Ankara - The trial of 86 people accused of plotting to create havoc in order to prepare the ground for a military coup got under way in Istanbul on Monday with judges refusing a request that the trial be aborted.
There were chaotic scenes inside the court room located inside the Silviri prison complex with lawyers for the defendants complaining the court room was too small.
The head judge later ruled that the trial would be split in two, with those already being held in prison to be tried first and that each defendant be represented by at most three lawyers.
Speaking to reporters outside the court room former Istanbul rector Kemal Alamdaraoglu, on trial but not imprisoned said the trial itself was 'a joke.'
'This is a first in the history of the world for such a joke to happen,' Alamdaroglu said. 'What I did as a rector was in total alignment with the constitution and the law.'
Lawyers for Dogu Perincek, leader of the Workers' Party (IP), called for the trial to be transferred to the Constitutional Court as the charges linked the IP to the alleged crimes.
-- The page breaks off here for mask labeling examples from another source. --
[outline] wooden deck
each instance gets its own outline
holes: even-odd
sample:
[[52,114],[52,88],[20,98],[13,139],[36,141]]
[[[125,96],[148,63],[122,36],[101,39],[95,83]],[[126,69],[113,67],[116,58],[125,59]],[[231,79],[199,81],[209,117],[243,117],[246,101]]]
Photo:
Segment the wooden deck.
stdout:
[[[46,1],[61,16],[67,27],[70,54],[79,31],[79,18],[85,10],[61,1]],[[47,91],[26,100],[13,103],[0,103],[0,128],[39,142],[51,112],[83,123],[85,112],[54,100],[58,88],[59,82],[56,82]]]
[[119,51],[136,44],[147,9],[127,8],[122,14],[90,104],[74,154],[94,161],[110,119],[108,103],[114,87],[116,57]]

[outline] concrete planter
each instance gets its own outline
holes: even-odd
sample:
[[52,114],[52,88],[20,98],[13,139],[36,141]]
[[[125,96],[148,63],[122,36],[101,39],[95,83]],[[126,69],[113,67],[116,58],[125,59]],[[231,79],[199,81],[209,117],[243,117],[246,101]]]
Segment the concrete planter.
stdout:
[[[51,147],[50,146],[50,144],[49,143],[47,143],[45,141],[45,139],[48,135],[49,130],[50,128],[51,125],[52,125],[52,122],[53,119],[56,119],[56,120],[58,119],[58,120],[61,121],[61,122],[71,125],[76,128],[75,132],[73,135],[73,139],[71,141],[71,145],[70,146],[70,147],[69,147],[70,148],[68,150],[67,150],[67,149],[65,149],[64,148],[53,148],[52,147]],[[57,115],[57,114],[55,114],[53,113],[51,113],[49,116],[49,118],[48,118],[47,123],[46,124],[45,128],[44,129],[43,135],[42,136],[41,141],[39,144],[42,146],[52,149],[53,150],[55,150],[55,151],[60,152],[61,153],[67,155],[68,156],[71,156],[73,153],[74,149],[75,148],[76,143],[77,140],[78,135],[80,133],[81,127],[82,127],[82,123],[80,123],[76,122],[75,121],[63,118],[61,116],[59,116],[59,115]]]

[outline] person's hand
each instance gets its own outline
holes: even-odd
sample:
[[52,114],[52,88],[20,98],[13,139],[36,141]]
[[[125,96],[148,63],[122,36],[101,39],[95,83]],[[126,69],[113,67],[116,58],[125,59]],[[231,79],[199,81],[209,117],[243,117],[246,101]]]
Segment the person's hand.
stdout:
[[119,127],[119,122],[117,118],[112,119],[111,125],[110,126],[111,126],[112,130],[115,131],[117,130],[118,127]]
The call was rejected by the court.
The long-awaited trial of the so-called Ergenekon gang began some 17 months after police discovered hand grenades in an Istanbul house belonging to a former non-commissioned officer.
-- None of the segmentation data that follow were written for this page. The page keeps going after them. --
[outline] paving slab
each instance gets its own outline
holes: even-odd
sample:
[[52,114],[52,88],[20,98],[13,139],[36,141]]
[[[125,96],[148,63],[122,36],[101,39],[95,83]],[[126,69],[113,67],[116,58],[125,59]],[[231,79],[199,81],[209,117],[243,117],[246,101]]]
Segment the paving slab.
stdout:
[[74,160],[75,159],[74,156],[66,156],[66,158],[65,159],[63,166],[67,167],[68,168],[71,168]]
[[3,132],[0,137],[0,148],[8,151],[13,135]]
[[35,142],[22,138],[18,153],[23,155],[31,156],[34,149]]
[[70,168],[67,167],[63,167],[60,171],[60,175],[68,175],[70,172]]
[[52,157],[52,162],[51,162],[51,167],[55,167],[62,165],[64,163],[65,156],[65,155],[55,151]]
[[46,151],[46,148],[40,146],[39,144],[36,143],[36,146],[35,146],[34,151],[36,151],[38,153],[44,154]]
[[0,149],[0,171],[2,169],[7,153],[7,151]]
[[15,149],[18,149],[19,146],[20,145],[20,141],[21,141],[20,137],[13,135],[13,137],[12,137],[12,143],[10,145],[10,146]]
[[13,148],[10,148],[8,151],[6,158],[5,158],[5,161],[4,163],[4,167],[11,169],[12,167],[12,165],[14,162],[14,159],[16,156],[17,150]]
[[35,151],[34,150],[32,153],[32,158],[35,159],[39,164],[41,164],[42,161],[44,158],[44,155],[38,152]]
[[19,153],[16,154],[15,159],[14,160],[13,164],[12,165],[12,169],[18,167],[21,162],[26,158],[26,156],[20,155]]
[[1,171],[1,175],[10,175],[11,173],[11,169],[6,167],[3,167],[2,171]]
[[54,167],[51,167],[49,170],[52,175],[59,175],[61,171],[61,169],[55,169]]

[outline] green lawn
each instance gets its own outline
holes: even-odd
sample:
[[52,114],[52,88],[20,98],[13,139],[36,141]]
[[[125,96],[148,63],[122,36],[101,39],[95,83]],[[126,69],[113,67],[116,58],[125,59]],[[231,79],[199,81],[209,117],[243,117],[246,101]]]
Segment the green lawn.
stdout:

An investigation found that the grenades were from the same batch that was used in an attack on the Istanbul offices of Cumhuriyet newspaper in 2006.
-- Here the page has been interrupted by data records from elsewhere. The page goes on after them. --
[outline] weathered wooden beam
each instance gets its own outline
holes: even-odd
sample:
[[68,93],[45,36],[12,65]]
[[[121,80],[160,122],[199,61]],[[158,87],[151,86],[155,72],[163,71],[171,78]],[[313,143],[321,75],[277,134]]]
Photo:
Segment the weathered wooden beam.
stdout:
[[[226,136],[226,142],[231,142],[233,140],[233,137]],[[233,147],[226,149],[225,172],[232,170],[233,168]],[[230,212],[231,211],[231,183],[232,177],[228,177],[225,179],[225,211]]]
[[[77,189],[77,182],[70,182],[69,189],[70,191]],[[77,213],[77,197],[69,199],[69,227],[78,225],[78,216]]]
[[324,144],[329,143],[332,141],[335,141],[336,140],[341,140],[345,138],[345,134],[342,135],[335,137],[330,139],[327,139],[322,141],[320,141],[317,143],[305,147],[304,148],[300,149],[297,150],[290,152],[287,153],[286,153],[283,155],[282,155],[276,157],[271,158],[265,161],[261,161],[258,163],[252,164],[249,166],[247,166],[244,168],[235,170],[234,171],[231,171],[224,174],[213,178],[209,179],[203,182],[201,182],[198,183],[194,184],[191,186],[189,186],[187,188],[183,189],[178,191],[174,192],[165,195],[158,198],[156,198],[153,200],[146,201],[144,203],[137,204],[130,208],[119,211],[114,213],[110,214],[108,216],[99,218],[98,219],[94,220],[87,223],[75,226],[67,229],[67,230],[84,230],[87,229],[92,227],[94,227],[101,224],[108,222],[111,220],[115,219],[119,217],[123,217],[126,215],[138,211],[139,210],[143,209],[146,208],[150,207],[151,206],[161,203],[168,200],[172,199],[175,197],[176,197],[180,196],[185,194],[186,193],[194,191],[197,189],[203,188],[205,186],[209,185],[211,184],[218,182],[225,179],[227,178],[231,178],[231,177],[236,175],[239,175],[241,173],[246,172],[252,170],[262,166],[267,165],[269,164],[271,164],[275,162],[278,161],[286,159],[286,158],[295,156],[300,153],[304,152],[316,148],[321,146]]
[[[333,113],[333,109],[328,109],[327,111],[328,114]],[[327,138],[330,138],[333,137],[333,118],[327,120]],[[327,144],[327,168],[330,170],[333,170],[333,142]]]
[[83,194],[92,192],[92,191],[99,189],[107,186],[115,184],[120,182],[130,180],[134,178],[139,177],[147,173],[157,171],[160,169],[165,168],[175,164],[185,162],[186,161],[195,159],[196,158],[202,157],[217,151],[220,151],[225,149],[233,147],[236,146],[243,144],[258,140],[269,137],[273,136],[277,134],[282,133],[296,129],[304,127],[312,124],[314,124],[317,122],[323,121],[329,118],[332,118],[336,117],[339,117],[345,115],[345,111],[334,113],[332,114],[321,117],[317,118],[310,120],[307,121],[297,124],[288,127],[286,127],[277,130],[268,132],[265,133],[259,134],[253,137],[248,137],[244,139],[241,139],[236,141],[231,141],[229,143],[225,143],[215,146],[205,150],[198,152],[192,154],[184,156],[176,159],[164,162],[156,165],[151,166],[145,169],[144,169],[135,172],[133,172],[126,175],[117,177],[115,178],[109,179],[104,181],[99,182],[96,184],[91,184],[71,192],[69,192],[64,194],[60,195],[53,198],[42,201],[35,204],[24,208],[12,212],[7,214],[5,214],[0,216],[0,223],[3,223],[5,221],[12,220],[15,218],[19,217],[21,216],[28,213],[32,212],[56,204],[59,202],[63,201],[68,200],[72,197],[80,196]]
Investigations into the attack on Cumhuriyet then expanded with prosecutors alleging that staunch secularists had planned to attempt to destabilize Turkey and create the conditions for the military to carry out a coup to depose the moderate Islamist government of Recep Tayyip Erdogan.
The indictment also says the Ergenekon group were behind a number of murders and had planned on carrying out assassinations of Prime Minister Recep Tayyip Erdogan, former Chief of General Staff Yasar Buyukanit and Nobel Prize-winning author Orhan Pamuk.
Suspects on trial include a retired general, the leader of the Workers' Party, journalists and writers.
Protesters demonstrated outside the court in the Silviri district of Istanbul on Monday, claiming that the arrests and the trial are a government-inspired miscarriage of justice.
Opposition figures have accused the government of organizing the arrests last month to take attention away from its alleged attempts to undermine the secular state and implement Sharia (Islamic) law.
The case was adjourned until Thursday.